With tomorrow’s anniversary of 9/11, John Ashcroft wrapping up his national tour for promoting the USA Patriot Act, and President Bush asking for more authority under what is being called the first of several Patriot-II laws, I highly recommend people go read Dahlia Lithwick and Julia Turner’s four-part series, A Guide to the Patriot Act, published in Slate. Lithwick and Turner manage to cut through the spin-doctoring on both sides of the debate, presenting the more controversial parts of the Act without shilling for one side or the other, but while still presenting their own analysis and thoughtful interpretation. It’s a breath of fresh air, cutting between punditry and objective-to-a-fault reporting-without-analysis:

How bad is Patriot, really? Hard to tell. The ACLU, in a new fact sheet challenging the DOJ Web site, wants you to believe that the act threatens our most basic civil liberties. Ashcroft and his roadies call the changes in law “modest and incremental.” Since almost nobody has read the legislation, much of what we think we know about it comes third-hand and spun. Both advocates and opponents are guilty of fear-mongering and distortion in some instances.

The truth of the matter seems to be that while some portions of the Patriot Act are truly radical, others are benign. Parts of the act formalize and regulate government conduct that was unregulated — and potentially even more terrifying — before. Other parts clearly expand government powers and allow it to spy on ordinary citizens in new ways. But what is most frightening about the act is exacerbated by the lack of government candor in describing its implementation.
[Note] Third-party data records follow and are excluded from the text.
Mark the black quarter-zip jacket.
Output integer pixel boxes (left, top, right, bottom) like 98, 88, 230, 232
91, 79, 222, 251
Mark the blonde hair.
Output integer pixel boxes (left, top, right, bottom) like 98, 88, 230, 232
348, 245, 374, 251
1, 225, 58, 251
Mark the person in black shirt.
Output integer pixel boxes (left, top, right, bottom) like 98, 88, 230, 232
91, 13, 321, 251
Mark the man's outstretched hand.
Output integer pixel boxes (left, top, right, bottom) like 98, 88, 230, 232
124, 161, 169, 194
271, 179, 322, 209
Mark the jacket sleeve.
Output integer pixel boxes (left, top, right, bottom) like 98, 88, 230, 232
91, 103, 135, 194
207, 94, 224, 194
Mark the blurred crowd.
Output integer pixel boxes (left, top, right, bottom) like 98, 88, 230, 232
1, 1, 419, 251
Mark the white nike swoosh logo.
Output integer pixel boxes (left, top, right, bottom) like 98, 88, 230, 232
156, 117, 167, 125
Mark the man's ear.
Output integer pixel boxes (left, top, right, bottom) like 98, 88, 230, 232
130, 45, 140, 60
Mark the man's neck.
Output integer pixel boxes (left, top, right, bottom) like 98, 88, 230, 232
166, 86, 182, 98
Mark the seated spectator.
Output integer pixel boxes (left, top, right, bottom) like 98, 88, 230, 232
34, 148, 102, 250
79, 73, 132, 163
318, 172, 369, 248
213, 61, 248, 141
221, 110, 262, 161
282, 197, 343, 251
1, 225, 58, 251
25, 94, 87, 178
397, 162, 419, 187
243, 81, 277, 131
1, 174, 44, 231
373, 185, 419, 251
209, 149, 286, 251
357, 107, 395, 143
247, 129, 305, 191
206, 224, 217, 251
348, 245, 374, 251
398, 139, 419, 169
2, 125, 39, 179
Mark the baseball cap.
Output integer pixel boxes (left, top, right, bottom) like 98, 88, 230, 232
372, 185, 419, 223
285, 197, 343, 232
FOIA requests have been half-answered, queries from the judiciary committee are blown off or classified. In the absence of any knowledge about how the act has been used, one isn’t wrong to fear it in the abstract — to worry about its potential, since that is all we can know.

Ashcroft and his supporters on the stump cite a July 31 Fox News/Opinion Dynamics Poll showing that 91 percent of registered voters say the act had not affected their civil liberties. One follow-up question for them: How could they know?

If you haven’t read all 300-plus pages of the legislation by now, you should.

Since I haven’t read all 300-plus pages of the legislation myself, I won’t tell you to do so. But I will tell you to go and read Lithwick and Turner’s guide.